After tallying it all up and adding a bit more for things I undoubtedly forgot to include or got the math wrong, I purchased two of these passes to offset our trip. I want to emphasize that while I may not have gotten the formula perfectly correct, the exercise proved invaluable as it gave inarguable numbers to our effect on the planet. However, I also understand the idea of carbon offsetting was promoted by large, wasteful companies trying to put the responsibility of reducing the carbon footprint onto individual consumers and by buying passes to offer myself relief, I could be part of the problem. But understanding my own impact helps me understand the larger cycle of things and I can't just do nothing with this information. I hope that if you have plans to take a trip, you have found this post helpful and spend a little time considering how you move through the world and what you can do to make your impact meaningful.

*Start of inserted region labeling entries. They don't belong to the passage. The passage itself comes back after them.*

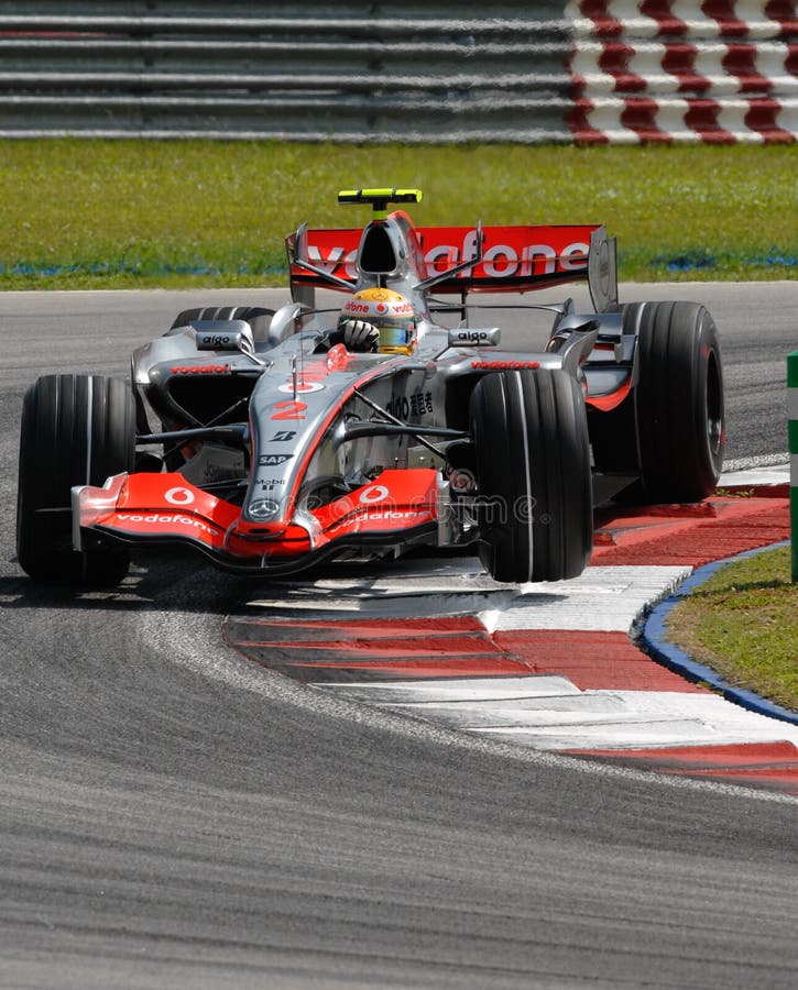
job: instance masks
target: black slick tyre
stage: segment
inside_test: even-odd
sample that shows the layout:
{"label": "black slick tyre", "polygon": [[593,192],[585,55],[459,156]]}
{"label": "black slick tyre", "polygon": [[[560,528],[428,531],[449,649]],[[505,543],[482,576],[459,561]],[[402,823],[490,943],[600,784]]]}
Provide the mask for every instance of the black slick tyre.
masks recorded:
{"label": "black slick tyre", "polygon": [[577,578],[592,550],[584,402],[559,369],[498,372],[471,396],[480,560],[496,581]]}
{"label": "black slick tyre", "polygon": [[17,497],[17,557],[43,584],[108,586],[128,572],[117,543],[73,548],[74,485],[102,485],[131,471],[135,414],[124,382],[99,375],[47,375],[22,407]]}
{"label": "black slick tyre", "polygon": [[[714,321],[698,302],[635,302],[624,307],[624,329],[637,332],[637,381],[617,410],[613,433],[616,455],[626,448],[626,464],[640,471],[624,501],[698,502],[714,491],[723,466],[723,371]],[[610,436],[604,441],[606,448]],[[600,461],[595,444],[593,453]]]}

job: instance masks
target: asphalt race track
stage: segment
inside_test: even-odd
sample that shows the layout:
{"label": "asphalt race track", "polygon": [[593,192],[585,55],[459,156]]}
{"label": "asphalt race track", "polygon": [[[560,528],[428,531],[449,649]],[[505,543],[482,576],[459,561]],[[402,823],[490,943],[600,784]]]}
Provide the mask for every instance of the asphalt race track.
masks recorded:
{"label": "asphalt race track", "polygon": [[[21,576],[25,387],[276,297],[0,296],[0,987],[798,985],[798,801],[317,696],[222,645],[267,588],[194,558],[114,593]],[[715,317],[732,461],[784,462],[798,283],[623,292],[655,297]]]}

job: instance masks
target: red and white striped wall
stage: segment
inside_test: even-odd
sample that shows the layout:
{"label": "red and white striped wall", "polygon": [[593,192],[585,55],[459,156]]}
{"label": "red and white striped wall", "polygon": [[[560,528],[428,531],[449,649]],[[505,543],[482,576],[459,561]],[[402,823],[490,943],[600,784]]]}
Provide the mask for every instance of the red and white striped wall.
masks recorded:
{"label": "red and white striped wall", "polygon": [[244,656],[316,690],[480,736],[798,794],[798,726],[645,656],[630,629],[696,566],[785,539],[787,486],[600,520],[575,581],[500,585],[429,558],[270,585]]}
{"label": "red and white striped wall", "polygon": [[577,141],[791,143],[794,0],[570,0]]}

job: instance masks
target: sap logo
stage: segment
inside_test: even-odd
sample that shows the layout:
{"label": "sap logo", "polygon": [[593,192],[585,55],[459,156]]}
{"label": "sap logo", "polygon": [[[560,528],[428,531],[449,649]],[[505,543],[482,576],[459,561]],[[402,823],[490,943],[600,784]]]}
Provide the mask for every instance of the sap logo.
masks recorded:
{"label": "sap logo", "polygon": [[278,464],[284,464],[293,457],[294,454],[261,454],[260,458],[258,458],[258,466],[276,468]]}

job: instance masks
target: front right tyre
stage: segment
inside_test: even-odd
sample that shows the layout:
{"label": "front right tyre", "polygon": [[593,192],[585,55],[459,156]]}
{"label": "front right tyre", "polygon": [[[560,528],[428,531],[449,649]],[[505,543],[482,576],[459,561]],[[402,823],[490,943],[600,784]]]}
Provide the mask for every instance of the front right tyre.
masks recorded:
{"label": "front right tyre", "polygon": [[105,484],[132,471],[133,397],[124,382],[99,375],[46,375],[22,406],[17,495],[17,558],[43,584],[108,586],[127,574],[124,547],[72,542],[72,487]]}

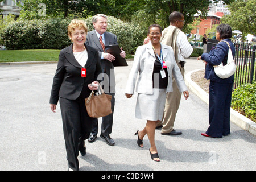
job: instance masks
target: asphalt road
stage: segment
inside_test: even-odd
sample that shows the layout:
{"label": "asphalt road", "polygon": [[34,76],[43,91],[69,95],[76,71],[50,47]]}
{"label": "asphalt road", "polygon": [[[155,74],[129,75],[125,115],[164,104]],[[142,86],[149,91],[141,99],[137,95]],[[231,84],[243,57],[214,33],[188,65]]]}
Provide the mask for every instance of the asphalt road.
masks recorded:
{"label": "asphalt road", "polygon": [[[186,72],[204,64],[187,59]],[[86,142],[86,155],[79,156],[82,171],[255,170],[256,138],[235,124],[222,138],[201,136],[209,126],[208,105],[190,91],[181,99],[174,128],[179,136],[156,130],[155,142],[161,162],[152,160],[146,136],[144,148],[137,144],[137,130],[146,121],[135,118],[136,94],[126,98],[124,89],[133,62],[116,67],[116,104],[110,146],[98,136]],[[0,66],[0,170],[65,171],[68,168],[59,106],[49,99],[56,64]],[[100,124],[101,124],[100,119]]]}

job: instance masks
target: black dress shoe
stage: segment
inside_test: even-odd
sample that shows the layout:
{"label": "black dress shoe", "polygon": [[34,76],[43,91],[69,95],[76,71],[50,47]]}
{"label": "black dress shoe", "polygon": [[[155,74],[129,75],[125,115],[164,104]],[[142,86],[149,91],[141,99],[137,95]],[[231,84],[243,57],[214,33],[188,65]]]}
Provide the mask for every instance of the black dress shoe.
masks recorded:
{"label": "black dress shoe", "polygon": [[114,140],[110,138],[110,136],[109,136],[109,135],[104,135],[102,134],[101,134],[101,137],[102,138],[105,139],[105,140],[106,140],[106,143],[108,145],[112,146],[113,146],[113,145],[115,144],[115,142],[114,142]]}
{"label": "black dress shoe", "polygon": [[92,143],[93,142],[95,142],[95,140],[96,139],[96,138],[97,138],[97,135],[92,135],[88,138],[88,142]]}
{"label": "black dress shoe", "polygon": [[174,129],[173,129],[172,131],[171,131],[170,133],[161,133],[161,135],[179,135],[181,134],[182,134],[181,131],[176,131]]}
{"label": "black dress shoe", "polygon": [[155,129],[156,130],[156,129],[162,129],[163,127],[163,125],[160,125],[160,126],[156,126],[155,127]]}

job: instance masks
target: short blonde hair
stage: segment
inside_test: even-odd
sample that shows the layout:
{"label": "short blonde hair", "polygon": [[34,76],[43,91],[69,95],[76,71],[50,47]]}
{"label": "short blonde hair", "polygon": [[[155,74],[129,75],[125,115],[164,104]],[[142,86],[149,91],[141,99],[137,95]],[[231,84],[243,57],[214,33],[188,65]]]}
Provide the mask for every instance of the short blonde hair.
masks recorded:
{"label": "short blonde hair", "polygon": [[87,35],[88,28],[87,27],[85,22],[82,20],[73,19],[70,22],[68,26],[68,35],[69,37],[71,36],[71,34],[76,28],[79,28],[79,30],[84,28]]}

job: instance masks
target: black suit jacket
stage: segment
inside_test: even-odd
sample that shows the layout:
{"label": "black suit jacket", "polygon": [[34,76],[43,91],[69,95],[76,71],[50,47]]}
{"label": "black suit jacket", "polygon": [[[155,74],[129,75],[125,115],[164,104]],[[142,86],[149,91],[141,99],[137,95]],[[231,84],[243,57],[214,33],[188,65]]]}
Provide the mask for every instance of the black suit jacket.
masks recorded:
{"label": "black suit jacket", "polygon": [[[92,46],[96,51],[98,51],[98,57],[101,59],[103,49],[100,43],[100,40],[97,36],[95,30],[87,34],[85,44]],[[112,33],[105,32],[105,46],[114,44],[118,44],[117,36]],[[103,59],[101,60],[101,65],[102,72],[105,72],[108,77],[108,78],[104,77],[104,80],[105,81],[108,81],[107,84],[109,85],[109,90],[106,90],[106,87],[105,87],[104,91],[105,93],[114,93],[115,91],[115,77],[113,63],[109,60]],[[102,82],[104,84],[106,84],[105,81]]]}
{"label": "black suit jacket", "polygon": [[83,97],[88,97],[91,92],[88,84],[98,81],[98,76],[102,73],[98,51],[85,45],[88,55],[85,65],[86,76],[82,77],[81,72],[82,67],[75,58],[72,47],[73,44],[60,52],[52,84],[50,104],[57,104],[59,97],[76,100],[82,93]]}

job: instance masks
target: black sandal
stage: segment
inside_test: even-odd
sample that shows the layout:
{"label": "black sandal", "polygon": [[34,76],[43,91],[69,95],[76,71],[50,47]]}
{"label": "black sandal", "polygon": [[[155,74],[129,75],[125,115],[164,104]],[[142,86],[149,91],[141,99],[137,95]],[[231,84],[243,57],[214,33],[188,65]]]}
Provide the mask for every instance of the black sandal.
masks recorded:
{"label": "black sandal", "polygon": [[[150,148],[149,149],[149,151],[150,155],[151,156],[152,160],[153,160],[154,161],[160,162],[160,158],[159,156],[158,156],[158,153],[152,154],[151,152],[150,151]],[[159,158],[159,160],[154,160],[154,159],[155,158]]]}
{"label": "black sandal", "polygon": [[138,135],[138,140],[137,140],[137,144],[139,146],[139,147],[141,148],[143,148],[143,147],[141,146],[141,145],[142,144],[143,144],[143,140],[141,140],[139,139],[139,130],[137,131],[137,132],[135,133],[135,134],[134,134],[134,135]]}

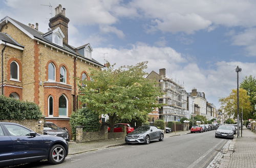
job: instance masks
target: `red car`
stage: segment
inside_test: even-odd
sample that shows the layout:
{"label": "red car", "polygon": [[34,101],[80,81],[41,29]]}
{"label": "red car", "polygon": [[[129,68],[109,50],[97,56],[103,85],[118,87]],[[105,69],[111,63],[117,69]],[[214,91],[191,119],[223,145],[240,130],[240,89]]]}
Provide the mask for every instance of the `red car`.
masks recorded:
{"label": "red car", "polygon": [[[122,127],[124,125],[126,126],[126,133],[129,133],[134,130],[134,128],[131,127],[129,124],[125,123],[118,123],[114,125],[114,132],[122,132]],[[109,132],[110,132],[110,127],[108,128]]]}
{"label": "red car", "polygon": [[190,133],[193,133],[196,132],[203,132],[203,127],[200,127],[199,125],[193,125],[192,127],[191,127]]}

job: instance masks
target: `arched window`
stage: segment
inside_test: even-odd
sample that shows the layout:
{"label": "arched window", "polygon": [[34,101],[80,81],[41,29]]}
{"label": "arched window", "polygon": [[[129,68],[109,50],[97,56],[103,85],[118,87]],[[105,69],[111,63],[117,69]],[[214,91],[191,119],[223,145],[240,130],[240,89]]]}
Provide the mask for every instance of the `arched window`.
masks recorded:
{"label": "arched window", "polygon": [[55,67],[53,63],[48,65],[48,80],[55,80]]}
{"label": "arched window", "polygon": [[10,97],[10,98],[14,98],[17,100],[19,99],[19,96],[15,92],[12,92],[12,93],[11,93],[9,96],[9,97]]}
{"label": "arched window", "polygon": [[67,116],[68,101],[64,95],[61,95],[59,98],[59,115]]}
{"label": "arched window", "polygon": [[13,61],[11,63],[11,79],[19,79],[18,64],[15,61]]}
{"label": "arched window", "polygon": [[48,98],[48,116],[53,115],[53,98],[52,96],[50,96]]}
{"label": "arched window", "polygon": [[59,81],[61,82],[66,83],[67,82],[67,71],[66,70],[65,68],[64,67],[61,67],[60,68],[60,78]]}
{"label": "arched window", "polygon": [[83,73],[82,74],[82,80],[87,80],[87,75],[86,75],[86,74],[85,73]]}

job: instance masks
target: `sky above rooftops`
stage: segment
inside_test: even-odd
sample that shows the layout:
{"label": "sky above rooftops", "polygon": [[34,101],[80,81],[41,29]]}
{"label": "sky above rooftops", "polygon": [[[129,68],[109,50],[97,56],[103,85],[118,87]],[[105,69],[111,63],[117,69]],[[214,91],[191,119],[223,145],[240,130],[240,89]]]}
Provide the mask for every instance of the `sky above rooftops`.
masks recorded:
{"label": "sky above rooftops", "polygon": [[24,24],[39,23],[47,32],[49,3],[66,9],[69,42],[90,43],[92,57],[117,67],[147,61],[148,69],[165,68],[187,92],[194,88],[219,107],[218,99],[240,81],[256,76],[256,1],[0,1],[0,18],[8,15]]}

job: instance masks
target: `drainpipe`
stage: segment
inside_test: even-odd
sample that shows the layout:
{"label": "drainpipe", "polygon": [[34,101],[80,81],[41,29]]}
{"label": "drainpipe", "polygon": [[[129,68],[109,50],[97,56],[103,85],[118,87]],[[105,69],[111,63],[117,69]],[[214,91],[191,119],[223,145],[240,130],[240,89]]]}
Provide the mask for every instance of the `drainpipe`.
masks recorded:
{"label": "drainpipe", "polygon": [[5,42],[5,47],[2,50],[2,95],[4,95],[4,52],[6,47],[6,42]]}

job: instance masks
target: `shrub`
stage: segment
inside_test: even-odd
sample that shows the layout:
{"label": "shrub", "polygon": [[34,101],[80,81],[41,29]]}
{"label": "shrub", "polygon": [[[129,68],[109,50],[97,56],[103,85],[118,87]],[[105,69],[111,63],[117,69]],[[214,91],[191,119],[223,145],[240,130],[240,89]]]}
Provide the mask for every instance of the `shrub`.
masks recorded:
{"label": "shrub", "polygon": [[0,120],[38,119],[42,113],[33,102],[0,96]]}
{"label": "shrub", "polygon": [[75,135],[76,126],[82,126],[83,131],[93,132],[98,131],[100,126],[99,116],[87,108],[72,113],[70,123],[73,135]]}
{"label": "shrub", "polygon": [[161,129],[164,129],[164,127],[165,127],[164,121],[162,120],[157,120],[155,121],[154,125]]}
{"label": "shrub", "polygon": [[180,119],[180,122],[181,123],[184,123],[184,121],[185,120],[187,120],[187,121],[188,121],[188,119],[185,117],[183,117],[183,118],[182,118],[181,119]]}

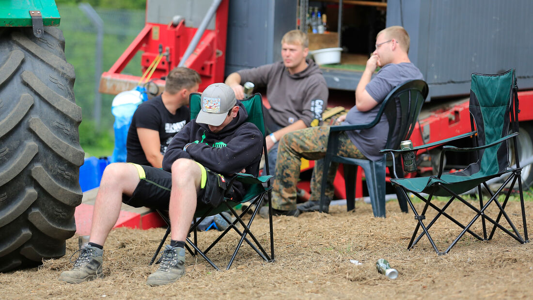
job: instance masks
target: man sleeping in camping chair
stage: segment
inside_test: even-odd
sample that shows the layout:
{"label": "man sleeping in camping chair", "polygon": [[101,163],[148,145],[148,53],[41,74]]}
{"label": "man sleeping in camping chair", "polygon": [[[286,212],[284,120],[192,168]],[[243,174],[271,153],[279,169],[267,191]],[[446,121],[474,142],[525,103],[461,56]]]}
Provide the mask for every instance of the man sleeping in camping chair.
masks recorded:
{"label": "man sleeping in camping chair", "polygon": [[102,277],[104,243],[122,201],[168,210],[171,244],[147,283],[160,286],[179,279],[185,273],[185,241],[197,206],[216,206],[218,203],[211,201],[222,201],[224,193],[239,201],[246,193],[244,186],[236,181],[232,191],[227,191],[227,179],[238,172],[258,175],[263,139],[255,125],[245,121],[247,117],[229,86],[212,84],[201,95],[197,118],[169,145],[163,169],[133,164],[108,166],[96,196],[88,245],[80,249],[74,268],[59,279],[77,283]]}

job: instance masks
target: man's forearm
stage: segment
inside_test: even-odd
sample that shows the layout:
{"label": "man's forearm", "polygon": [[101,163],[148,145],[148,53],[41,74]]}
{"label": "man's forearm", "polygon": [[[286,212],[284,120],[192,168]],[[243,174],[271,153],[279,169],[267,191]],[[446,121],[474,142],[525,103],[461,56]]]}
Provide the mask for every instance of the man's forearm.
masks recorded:
{"label": "man's forearm", "polygon": [[160,153],[147,155],[146,159],[154,168],[160,168],[163,166],[163,155]]}

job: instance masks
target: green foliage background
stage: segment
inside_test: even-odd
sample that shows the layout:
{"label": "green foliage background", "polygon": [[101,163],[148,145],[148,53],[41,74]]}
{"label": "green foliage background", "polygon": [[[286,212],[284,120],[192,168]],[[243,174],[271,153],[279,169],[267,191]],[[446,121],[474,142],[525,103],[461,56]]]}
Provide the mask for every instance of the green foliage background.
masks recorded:
{"label": "green foliage background", "polygon": [[[102,94],[101,121],[94,120],[96,29],[78,7],[82,1],[56,1],[61,17],[59,28],[65,38],[67,61],[74,66],[76,79],[74,93],[82,108],[83,120],[79,127],[80,143],[90,156],[108,156],[114,145],[111,103],[114,95]],[[102,71],[109,69],[144,26],[144,0],[130,1],[91,0],[88,2],[104,22]],[[140,54],[138,54],[123,74],[141,75]]]}

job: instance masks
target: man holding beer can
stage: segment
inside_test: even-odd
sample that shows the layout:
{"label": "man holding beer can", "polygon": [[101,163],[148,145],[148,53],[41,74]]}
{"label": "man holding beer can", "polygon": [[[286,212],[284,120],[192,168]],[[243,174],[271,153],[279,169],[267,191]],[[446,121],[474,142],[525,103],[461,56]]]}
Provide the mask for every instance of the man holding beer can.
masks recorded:
{"label": "man holding beer can", "polygon": [[[383,29],[376,38],[376,50],[367,61],[366,67],[356,89],[356,105],[339,123],[354,125],[368,123],[375,118],[383,101],[397,86],[409,80],[422,79],[420,70],[409,60],[409,35],[401,26]],[[381,69],[376,74],[378,67]],[[373,78],[373,75],[374,77]],[[377,160],[383,157],[379,151],[385,146],[389,124],[386,117],[374,127],[343,133],[340,136],[340,154],[343,156]],[[308,128],[285,135],[280,141],[276,180],[272,200],[274,215],[297,216],[300,212],[318,210],[320,195],[322,166],[318,160],[326,155],[329,128],[321,126]],[[317,160],[311,179],[309,201],[296,207],[296,183],[302,158]],[[332,163],[326,188],[326,206],[333,197],[333,182],[338,164]],[[268,208],[260,211],[268,216]]]}
{"label": "man holding beer can", "polygon": [[231,87],[238,99],[245,98],[247,82],[266,87],[271,107],[263,108],[263,111],[270,134],[266,149],[271,174],[274,173],[278,142],[281,137],[311,126],[317,119],[316,112],[321,113],[327,105],[329,92],[322,71],[312,60],[306,58],[309,43],[305,33],[291,30],[281,39],[283,61],[240,70],[226,78],[225,84]]}

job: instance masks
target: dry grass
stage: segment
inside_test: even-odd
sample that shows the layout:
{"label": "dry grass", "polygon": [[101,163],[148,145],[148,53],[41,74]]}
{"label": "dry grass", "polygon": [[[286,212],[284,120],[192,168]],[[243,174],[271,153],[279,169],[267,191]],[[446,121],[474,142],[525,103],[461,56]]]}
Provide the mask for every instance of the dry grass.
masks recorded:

Sites to help you calculate and offset your emissions:


*How Carbon offsetting works, according to Terrapass: "Carbon offsets neutralize your carbon footprint by funding projects like reforestation, farm power, and landfill gas capture, which all remove carbon emissions. Every 1,000 lbs you purchase destroys greenhouse gases equivalent to 1,000 lbs of carbon dioxide. That's like taking one car off the road for an entire month."